Açık bir şekilde anlaşılmaktadır ki İslam; materyalist uygarlığın zinciriyle sürüklenen insanlığı, çevresini kuşatan yıkıcı tehlikelerden kurtarmaya, insanlığın doğasına ve gerçek ihtiyaçlarına uygun bir sistem sunmaya, insanın maddi ilerleyişi ile manevi yükselişi arasındaki uyumu tesis etmeye tek başına muktedirdir. Öyle ki insanlık tarih boyunca İslam haricinde bu uyumu tesis eden hiçbir sistem bilmemektedir.
Din, bilimin ve medeniyetin muadili olmadığı gibi bilimin ve medeniyetin düşmanı da değildir. Bilakis din, bilim ve medeniyetin çerçevesi ve aynı zamanda bilim ve medeniyetin merkez noktasıdır. Din, sınırları içerisinde ana hatları ve ekseniyle bilim ve medeniyet için hayatın bütün yönlerine hakim olan bir olan bir sistemdir.

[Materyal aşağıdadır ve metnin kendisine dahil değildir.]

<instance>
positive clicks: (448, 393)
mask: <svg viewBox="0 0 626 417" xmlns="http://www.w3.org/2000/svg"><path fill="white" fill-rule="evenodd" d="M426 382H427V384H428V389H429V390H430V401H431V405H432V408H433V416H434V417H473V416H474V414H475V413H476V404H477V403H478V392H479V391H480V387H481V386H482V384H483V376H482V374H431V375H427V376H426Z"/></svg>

Din, her ne kadar insan hayatından soyutlanmış yalnızca vicdani bir inanç haline gelmiş semavi bir dinin varlığı düşünülebilse de insan hayatının tüm alanlarından soyutlanmış vicdani bir inançtan ibaret değildir.
İnsanlar, Yüce yaratıcılarının sisteminden uzaklaştıktan sonra, kendi icatları olan çeşitli ideolojileri takip etmeye devam etmek zorunda kaldılar; görüldüğü üzere insanlık bugün sefil bir durumdadır. Daha acısı da içine düştükleri bu durumdan kurtulmak için bir çıkış yolu bulmaktan aciz durumda, fasit bir dairede çaresizlik içinde olmalarıdır.
Şayet kulluk yalnızca Allah'a yapılmıyorsa, bunun manası kullara kulluk yapılıyor demektir. Şüphesiz Allah katından gelen dinlerin tümü insanları kula kulluktan kurtarmak için gelmiştir.
"İnsanlar tek bir ümmetti. Allah, müjdeciler ve uyarıcılar olarak peygamberler gönderdi ve beraberlerinde, insanların anlaşmazlığa düştükleri şeyler konusunda, aralarında hüküm vermek üzere hak kitaplar indirdi.”